“You asked just now who I was expecting to-night. What if it was the lovely Olive herself?”
But again the speaker’s voice failed him. Again his face went livid with deadly fear. He recoiled and would fain have fled before the terrible effect of his words. Behind lay the dark, yawning mouth of the chasm. His wild scream for help was choked in his throat. There was a fall—a scuffle and a slide. A human figure rolled down the sloping rock, with fingers convulsively clutching the merciless, unyielding stone, and face upturned to the cold moon in a paroxysm of deadly terror, then disappeared into the black chasm. A metallic sound as of stones dislodged striking against the sides of the fissure, then a dull splash far below and—silence.
He who was left upon the height above stood motionless for some minutes, his chest heaving and a perfect hell of fiendlike ferocity inflaming his countenance. Then he advanced to the edge of the fissure and peered fearlessly down. All was black as ink. Here and there the moonlight from without fell upon an angle of rock far beneath with a ghostly glint, but there was no sign of life—or death; nothing to tell that a human being had just been hurled down that terrific chasm to his last account. No accusing voice in the air—to proclaim aloud over the placid sea, to thunder forth from the hard, frowning cliffs—or even to whisper into the survivor’s ear the ghastly tale of this chill winter’s night—Murder.

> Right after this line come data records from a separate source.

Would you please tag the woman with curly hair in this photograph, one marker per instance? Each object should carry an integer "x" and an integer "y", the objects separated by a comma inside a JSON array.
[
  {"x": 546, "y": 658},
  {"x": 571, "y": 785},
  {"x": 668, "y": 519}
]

And they two were brothers.
The survivor roused himself and looked keenly around. Were there no traces on the smooth turf that would connect him with the disappearance of the other when he should come to be missed and a search was made; no marks of feet upon the slippery rock? No, there were none. The moon’s cold eye alone had witnessed the deed—of which there remained absolutely no trace. Having assured himself of this, he readjusted his spectacles and walked rapidly away from the spot without once looking back.
Battisford was an old-fashioned place and “The Silver Fleece” was a snug and old-fashioned hostelry, where they kept early hours. Especially on Sundays was this the case, but on this particular Sunday our friend the loquacious waiter was deputed to sit up for the new guest—the gentleman who had gone over to church at Wandsborough. The service there would be over at any time after eight—say half-past, so that he should be back at a quarter-past nine or half-past at the latest. But it was slow work sitting up alone in the deserted coffee-room, and so it speedily came to pass that the talkative one followed the example of the five foolish virgins—slumbered and slept.
At length the stranger returned, and the first sound that greeted his ears as he let himself in and stood within the dimly lighted passage was a prolonged and unmistakable snore. Now in the said passage there stood a clock—a large timepiece of venerable aspect—and the hands of this clock were close upon a quarter-past ten. Whether it was a kind of instinct that prompted him to do so, or that he noticed that the glass was closed, but not shut—or both—cannot be here recorded, but in a moment he had opened the clock face, put the hands back forty minutes, and, having closed the glass again, proceeded carelessly in the direction of the snore.
“Hallo! Been sitting up for me?” he cried. “Early here, I suppose. Well, see if you can scare me up an S. and B., and that’s all I shall want to-night.”
Up jumped the drowsy one with a start.
“Yes, sir. Beg pardon, sir, but I must ha’ dropped off,” he said, rubbing his eyes and making for the door. “Ah well, sir, I h’aint been long in a doze; it was after nine when last I looked at this blessed clock, and now it ain’t quite half-past yet, leastways it’s just over it.”